育ててもらった福島で商人を続けたい
震災後、福島市内の商人たちが集まってつくったウェブサイト
「売上げは落ち込み、土曜・日曜の週末の街は、以前と比べても人出が減り、閑散としています。しかし、嘆いてばかりはいられません。私たちは協力して助け合い、そして生き抜いていかなければいけないと思っています。避難をされた方、移住をされた方がまた福島へ戻って来た時に、元気で活気のある福島でありたいと強く思います。ここで生まれ、育ててもらった福島で、私たちは商人を続けていきたい」
原発事故の影響を受けた福島市で、一つのサイトが誕生した。
LIFEKUはライフクと読む。福島を訪ねると「ご来福ありがとうございます」と言われることが多い。この来福という響きに英語のlifeをあわせて、福島での暮らし、福島に来てほしい気持ち、この国に福をもたらしたい気持ちを込めたタイトルだという。
既存の商店街の枠組みをこえて感性で呼び合う店主達が、互いの店の魅力を取材しあい、記事を載せている。地元のデザイナーがその心意気に共鳴して参画した。今後、福島の歴史や文化、自然を紹介し、商業の振興と社会貢献を同時に行おうとしている。「福島は商人同士が仲が良い」ので共同して「私たちのセンスやスタイルを県内外へ発信」したいとしている。
福島市のブランド力を高める活動だと気づく
LIFEKUの製作を呼びかけた薮内義久さんは「皆でミーティンングして、なんとかしようと考え、皆で解決する機会が増えました」と、ウェブサイトのコンセプトワークや、取材、編集作業を通じてお互いの魅力を再認識できたという。

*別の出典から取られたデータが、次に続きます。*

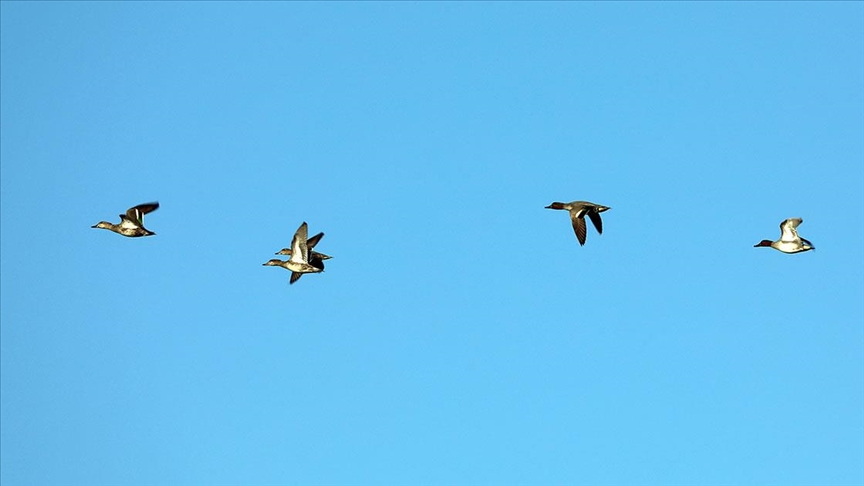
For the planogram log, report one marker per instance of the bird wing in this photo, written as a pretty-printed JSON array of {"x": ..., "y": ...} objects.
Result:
[
  {"x": 311, "y": 242},
  {"x": 299, "y": 250},
  {"x": 788, "y": 231},
  {"x": 578, "y": 226},
  {"x": 595, "y": 218}
]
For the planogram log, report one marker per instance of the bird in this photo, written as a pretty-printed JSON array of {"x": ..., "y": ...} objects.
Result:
[
  {"x": 299, "y": 262},
  {"x": 131, "y": 223},
  {"x": 310, "y": 243},
  {"x": 789, "y": 241},
  {"x": 578, "y": 211}
]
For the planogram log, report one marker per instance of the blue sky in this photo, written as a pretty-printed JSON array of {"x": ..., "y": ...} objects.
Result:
[{"x": 460, "y": 335}]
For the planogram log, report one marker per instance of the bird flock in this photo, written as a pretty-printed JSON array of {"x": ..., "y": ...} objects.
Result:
[{"x": 303, "y": 259}]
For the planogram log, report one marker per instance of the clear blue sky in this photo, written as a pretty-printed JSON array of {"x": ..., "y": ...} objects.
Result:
[{"x": 460, "y": 335}]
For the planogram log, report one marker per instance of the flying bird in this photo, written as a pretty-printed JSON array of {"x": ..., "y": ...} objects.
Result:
[
  {"x": 789, "y": 241},
  {"x": 578, "y": 211},
  {"x": 299, "y": 262},
  {"x": 131, "y": 223}
]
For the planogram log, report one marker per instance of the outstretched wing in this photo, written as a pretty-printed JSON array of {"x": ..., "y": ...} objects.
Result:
[
  {"x": 595, "y": 218},
  {"x": 299, "y": 250},
  {"x": 578, "y": 227},
  {"x": 787, "y": 229},
  {"x": 311, "y": 242},
  {"x": 136, "y": 214}
]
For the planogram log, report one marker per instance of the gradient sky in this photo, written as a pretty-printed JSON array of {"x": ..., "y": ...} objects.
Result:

「仲間に入りたいって言われるものにしないと」と、このLIFEKUを新規参入者に憧れられるようなブランドに育てようとしている。「参加店をセレクトする基準を作って、選考者には県外の人にも入ってもらって」と具体的だ。商売のセンスの磨き方を教えあえる、悪いことは指摘しあえる、福島の商人の底が上がっていく仕組みをつくりたいという。
2012年1月1日にサイトが開いてから早々にメディア等が利用している。
男性洋品店のピックアップが企画したピンバッチをLIFEKUのプロジェクトに昇格させると、地元の新聞やテレビに取材されることはもとより、大手ファッション誌が取り上げることになったり、東京のデパートから出店を依頼されたりとブランド形成の道を辿り始めている。

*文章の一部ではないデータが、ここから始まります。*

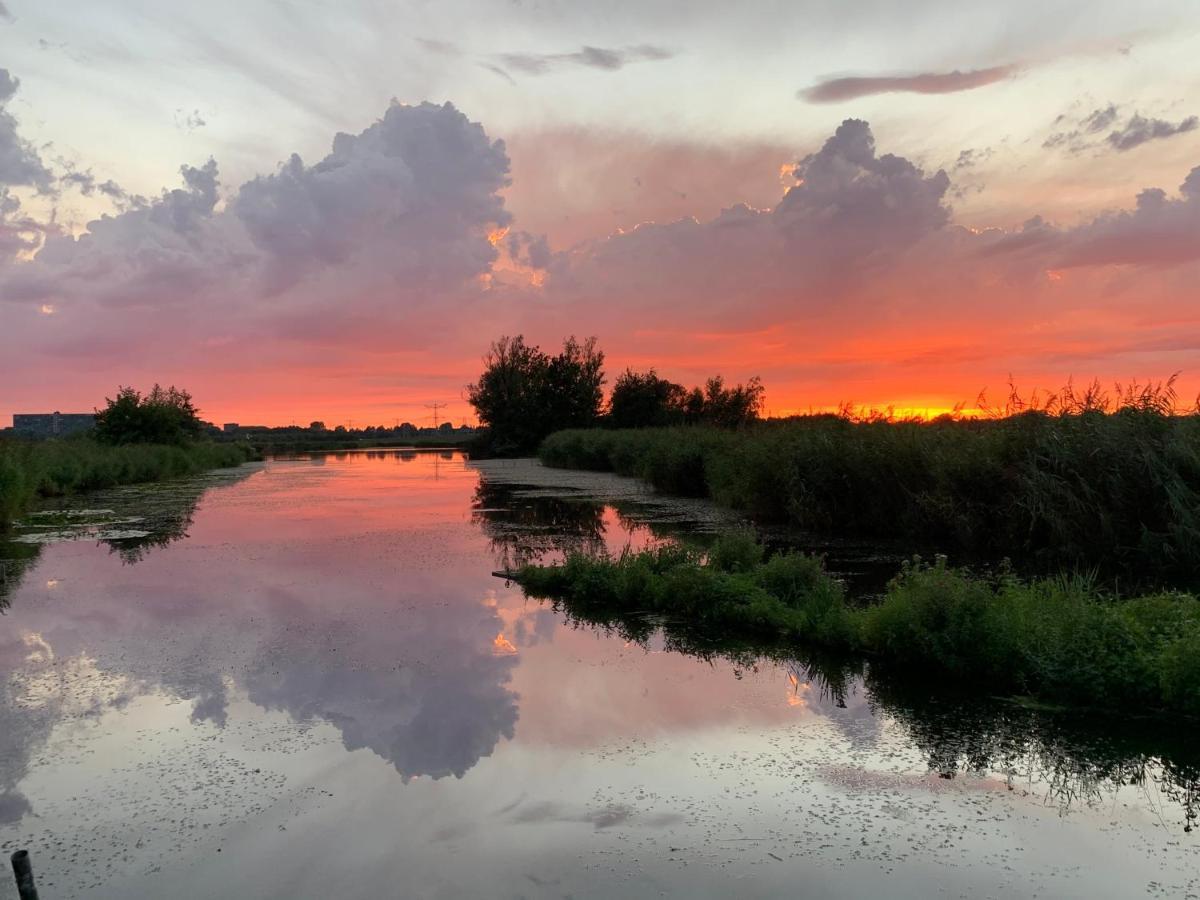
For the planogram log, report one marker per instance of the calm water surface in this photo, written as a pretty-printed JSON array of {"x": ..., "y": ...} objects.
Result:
[{"x": 303, "y": 681}]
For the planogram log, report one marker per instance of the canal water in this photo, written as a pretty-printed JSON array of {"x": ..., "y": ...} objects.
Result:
[{"x": 303, "y": 679}]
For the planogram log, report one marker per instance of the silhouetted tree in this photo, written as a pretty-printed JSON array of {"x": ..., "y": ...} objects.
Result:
[
  {"x": 165, "y": 415},
  {"x": 525, "y": 394},
  {"x": 731, "y": 407},
  {"x": 642, "y": 400}
]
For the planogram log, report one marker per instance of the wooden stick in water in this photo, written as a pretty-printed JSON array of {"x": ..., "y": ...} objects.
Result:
[{"x": 24, "y": 873}]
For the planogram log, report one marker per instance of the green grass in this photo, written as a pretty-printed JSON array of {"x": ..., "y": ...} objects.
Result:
[
  {"x": 34, "y": 469},
  {"x": 1057, "y": 640},
  {"x": 1111, "y": 490}
]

「商品開発部門もつくったんですよ。だからLIFEKUオリジナル商品も生まれてくるんです」と楽しそうだ。これまで、仲間でイベントの運営を行ってきたけれど、サイト編集を行うようになって、集まる機会も増えたし、何かイベントとイベントの間も繋がるようになったという。
「商売の道具、トラック一台に積んで、全国どこでも生き抜きますよ。そんな用意もできています。でも、なんとか、福島でやり抜きたいんです」と妻子を山形県に避難させながら奮闘している。